Besluit van de Minister van Volksgezondheid, Welzijn en Sport en de Minister voor Rechtsbescherming van 4 september 2020, kenmerk 1700483-206505-J, houdende instelling van een Jeugdautoriteit (Instellingsbesluit Jeugdautoriteit)

De Minister van Volksgezondheid, Welzijn en Sport en de Minister voor Rechtsbescherming,

Besluiten:

Artikel 1

In dit besluit wordt verstaan onder:

jeugdhulp:

jeugdhulp als bedoeld in artikel 1.1 van de Jeugdwet;

jeugdhulpregio:

indeling van gemeenten in samenwerkingsregio’s;

jeugdreclassering:

jeugdreclassering als bedoeld in artikel 1.1 van de Jeugdwet;

kinderbeschermingsmaatregel:

kinderbeschermingsmaatregel als bedoeld in artikel 1.1 van de Jeugdwet;

Minister:

de Minister van Volksgezondheid, Welzijn en Sport of de Minister voor Rechtsbescherming;

organisatie:

aanbieder van jeugdhulp, uitvoerder van een kinderbeschermingsmaatregel of jeugdreclassering; of een vertegenwoordigende organisatie van de voorgenoemden.

Artikel 2

Er is een Jeugdautoriteit.

Artikel 3

De Jeugdautoriteit heeft de taak om de continuïteit van jeugdhulp, een kinderbeschermingsmaatregel en jeugdreclassering te bevorderen en doet dit door:

  • a. het analyseren en signaleren van risico’s voor de continuïteit van jeugdhulp, een kinderbeschermingsmaatregel of jeugdreclassering op het niveau van een individuele organisatie en een individuele gemeente of jeugdhulpregio, al dan niet op verzoek van de VNG of een vertegenwoordiging van organisaties;

  • b. het gevraagd en ongevraagd rapporteren van bevindingen aan gemeenten, jeugdhulpregio’s, de Vereniging van Nederlandse Gemeenten, relevante organisaties en de Ministers over continuïteitsvraagstukken als bedoeld onder a.;

  • c. het analyseren en signaleren van ontwikkelingen op het gebied van jeugdhulp, een kinderbeschermingsmaatregel en jeugdreclassering en het gevraagd en ongevraagd delen van bevindingen hieromtrent aan de Ministers, de gemeenten, de jeugdhulpregio’s, de Vereniging van Nederlandse Gemeenten of organisaties, al dan niet op verzoek van de VNG of een vertegenwoordiging van organisaties;

  • d. het monitoren van de naleving van afspraken tussen gemeenten, jeugdhulpregio’s, de Vereniging van Nederlandse Gemeenten, de Ministers of organisaties;

  • e. het rapporteren van bevindingen aan de Ministers over het bieden van financiële ondersteuning aan organisaties in bijzondere gevallen, alsmede over de aan financiële ondersteuning te verbinden voorwaarden of verplichtingen; of

  • f. het gevraagd of ongevraagd rapporteren van bevindingen aan de Ministers over het nemen van bestuurlijke maatregelen, en over het beleid ten aanzien van de Jeugdwet voor zover dit betrekking heeft op de in de aanhef van dit artikel genoemde taak van de Jeugdautoriteit.

Artikel 4

  • 1. De Jeugdautoriteit stelt zich onafhankelijk en onpartijdig op ten aanzien van de positie en de belangen van de organisaties, gemeenten, jeugdhulpregio’s, de Vereniging van Nederlandse Gemeenten en de Ministers.

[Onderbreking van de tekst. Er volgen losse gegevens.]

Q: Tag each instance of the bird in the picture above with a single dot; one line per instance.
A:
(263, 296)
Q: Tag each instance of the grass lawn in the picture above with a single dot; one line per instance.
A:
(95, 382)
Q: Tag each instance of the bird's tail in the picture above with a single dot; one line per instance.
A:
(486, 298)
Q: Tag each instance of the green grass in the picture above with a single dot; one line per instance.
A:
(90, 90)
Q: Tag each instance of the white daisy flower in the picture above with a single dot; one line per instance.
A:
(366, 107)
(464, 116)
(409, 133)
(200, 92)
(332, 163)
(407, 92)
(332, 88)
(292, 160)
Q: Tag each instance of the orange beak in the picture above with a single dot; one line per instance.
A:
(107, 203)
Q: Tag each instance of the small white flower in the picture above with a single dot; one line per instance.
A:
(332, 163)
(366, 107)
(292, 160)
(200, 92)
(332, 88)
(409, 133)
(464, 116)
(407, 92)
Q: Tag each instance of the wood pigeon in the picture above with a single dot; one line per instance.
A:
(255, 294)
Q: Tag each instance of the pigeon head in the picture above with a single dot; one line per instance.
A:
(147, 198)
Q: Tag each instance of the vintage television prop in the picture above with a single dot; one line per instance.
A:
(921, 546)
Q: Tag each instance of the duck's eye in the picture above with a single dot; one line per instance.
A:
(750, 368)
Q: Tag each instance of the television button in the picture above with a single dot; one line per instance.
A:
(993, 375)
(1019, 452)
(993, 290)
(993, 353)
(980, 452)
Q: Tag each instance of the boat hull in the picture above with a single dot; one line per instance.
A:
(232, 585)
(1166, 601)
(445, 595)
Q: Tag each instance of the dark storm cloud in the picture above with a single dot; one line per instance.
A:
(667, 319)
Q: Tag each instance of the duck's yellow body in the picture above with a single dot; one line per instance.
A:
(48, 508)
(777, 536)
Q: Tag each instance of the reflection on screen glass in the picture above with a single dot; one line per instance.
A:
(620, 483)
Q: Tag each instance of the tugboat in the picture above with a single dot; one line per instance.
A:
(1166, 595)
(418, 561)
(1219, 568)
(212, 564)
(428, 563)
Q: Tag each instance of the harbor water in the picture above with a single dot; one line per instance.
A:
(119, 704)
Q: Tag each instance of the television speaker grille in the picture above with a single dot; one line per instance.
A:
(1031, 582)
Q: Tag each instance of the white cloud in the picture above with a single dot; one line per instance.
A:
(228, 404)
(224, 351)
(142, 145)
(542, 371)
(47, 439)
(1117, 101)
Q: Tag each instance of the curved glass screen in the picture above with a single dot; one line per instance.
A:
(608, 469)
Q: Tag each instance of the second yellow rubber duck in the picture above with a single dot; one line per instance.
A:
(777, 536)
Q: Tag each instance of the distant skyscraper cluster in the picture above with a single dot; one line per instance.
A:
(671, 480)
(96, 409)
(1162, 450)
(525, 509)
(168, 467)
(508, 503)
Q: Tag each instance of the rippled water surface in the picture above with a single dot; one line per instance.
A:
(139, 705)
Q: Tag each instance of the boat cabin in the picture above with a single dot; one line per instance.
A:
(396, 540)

  • 2. De Jeugdautoriteit handelt in het belang van een goede toepassing van de Jeugdwet.

  • 3. De Jeugdautoriteit laat zijn oordeelsvorming zoveel mogelijk leiden door feitelijke constateringen en hoort alvorens tot signaleringen en bevindingen te komen de betrokken partijen.

Artikel 5

  • 1. Als de Jeugdautoriteit treedt op een directeur-bestuurder.

  • 2. De directeur-bestuurder wordt benoemd, geschorst en ontslagen door de Ministers.

  • 3. Schorsing en ontslag vindt slechts plaats wegens ongeschiktheid of onbekwaamheid voor de vervulde functie dan wel wegens andere zwaarwegende in de persoon van de betrokkene gelegen redenen. Ontslag vindt voorts plaats op eigen verzoek.

  • 4. De directeur-bestuurder wordt benoemd voor de duur van dit besluit.

  • 5. De Ministers stellen aan de Jeugdautoriteit personeel ter beschikking. Het personeel staat onder leiding van de directeur-bestuurder, die in alle opzichten optreedt namens de werkgever.

Artikel 6

  • 1. De Jeugdautoriteit stelt zijn eigen werkwijze vast na afstemming met de Ministers.

  • 2. De Jeugdautoriteit en de Ministers komen een relatiestatuut met betrekking tot hun onderlinge werkrelatie en informatieverkeer overeen.

  • 3. De Jeugdautoriteit maakt samenwerkingsafspraken met de Inspectie Gezondheidszorg en Jeugd, de Inspectie Justitie en Veiligheid en de Nederlandse Zorgautoriteit. De Jeugdautoriteit kan tevens met andere partijen samenwerkingsafspraken maken, als dat nodig is voor de uitoefening van haar taak.

  • 4. De Jeugdautoriteit kan zich door andere personen doen bijstaan voor zover dat voor de invulling van zijn taak nodig is.

Artikel 7

  • 1. De Jeugdautoriteit biedt jaarlijks, vóór 1 oktober, aan de Ministers een jaarplan en een begroting ter vaststelling aan.

  • 2. De Ministers zorgen voor een begroting die de Jeugdautoriteit in staat stelt om haar taak naar behoren uit te voeren. De begroting van de Jeugdautoriteit komt ten laste van de begroting van de Minister van Volksgezondheid, Welzijn en Sport.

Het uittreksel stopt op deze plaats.